Heute mit den Entscheidungen des ArbG Erfurt vom 25.11.2024 (Az. 3 Ga 24/24 bzw. 3 CA 2030/24), des BGH vom 13.08.2025 (Az.: 4 StR 308/25) sowie des BGH vom 22.09.2025 (Az.: AnwZ (Brfg) 28/25).

Aktuelle Rechtsprechung begleitet dich durch Studium, Referendariat und juristische Praxis – sie ist der Schlüssel zum juristischen Durchblick. Wer weiß, wie Gerichte entscheiden, kann Gesetzesnormen sicher anwenden, rechtliche Zusammenhänge besser einordnen und überzeugend argumentieren. Mit JurCase bleibst du monatlich auf dem Laufenden über relevante Rechtsprechung aus Zivilrecht, Strafrecht und öffentlichem Recht. Schon #GEWUSST?

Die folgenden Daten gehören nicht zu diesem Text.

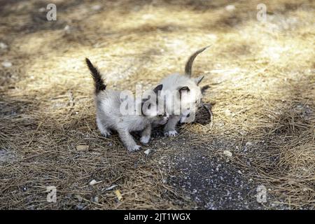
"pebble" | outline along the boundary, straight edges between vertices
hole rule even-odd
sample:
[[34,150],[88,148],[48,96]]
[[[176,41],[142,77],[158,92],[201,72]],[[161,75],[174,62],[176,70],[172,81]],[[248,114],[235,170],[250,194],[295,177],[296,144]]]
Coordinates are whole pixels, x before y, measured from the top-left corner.
[[227,157],[232,157],[232,154],[230,151],[229,151],[228,150],[225,150],[223,151],[223,155],[227,156]]
[[10,62],[7,62],[7,61],[2,62],[1,64],[4,67],[6,67],[6,68],[10,68],[10,66],[12,66],[12,63]]
[[0,48],[6,49],[6,48],[8,48],[8,46],[6,43],[4,43],[4,42],[0,42]]
[[225,6],[225,10],[228,12],[232,12],[235,10],[235,6],[233,5],[228,5]]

Die Reihe Aktuelle Rechtsprechung KOMPAKT wird von unserem Redaktionsleiter, Rechtsassessor Sebastian M. Klingenberg, für dich zusammengestellt.

In der heutigen Ausgabe geht es konkret um

  • einen Beschluss im einstweiligen Verfügungsverfahren des ArbG Erfurt vom 25.11.2024 (3 Ga 24/24; Az. des Hauptsacheverfahrens: 3 CA 2030/24) zur Frage ob im Zuge eines Stellenbesetzungsverfahrens im öffentlichen Dienst bereits ein Arbeitsvertrag zustande gekommen ist und ob Zweifel an der Verfassungstreue bestehen, wenn der Bewerber Mitglied der AfD ist.
  • einen Beschluss des BGH vom 13.08.2025 (Az.: 4 StR 308/25) zur Frage, ob der Täter die für den etwaigen Diebstahl notwendige Zueignungsabsicht hatte, wenn er ein Handy nur deshalb an sich nimmt, um die vermutete Affäre seiner Partnerin zu beweisen.
  • einen Beschluss des BGH vom 22.09.2025 (Az.: AnwZ (Brfg) 28/25) zur Frage, ob ein wegen Betrugs verurteilter Jurist nach über 15 Jahren wieder in den Anwaltsberuf zurückkehren darf – und ob er die hierfür erforderliche Würdigkeit des Berufs (wieder) besitzt.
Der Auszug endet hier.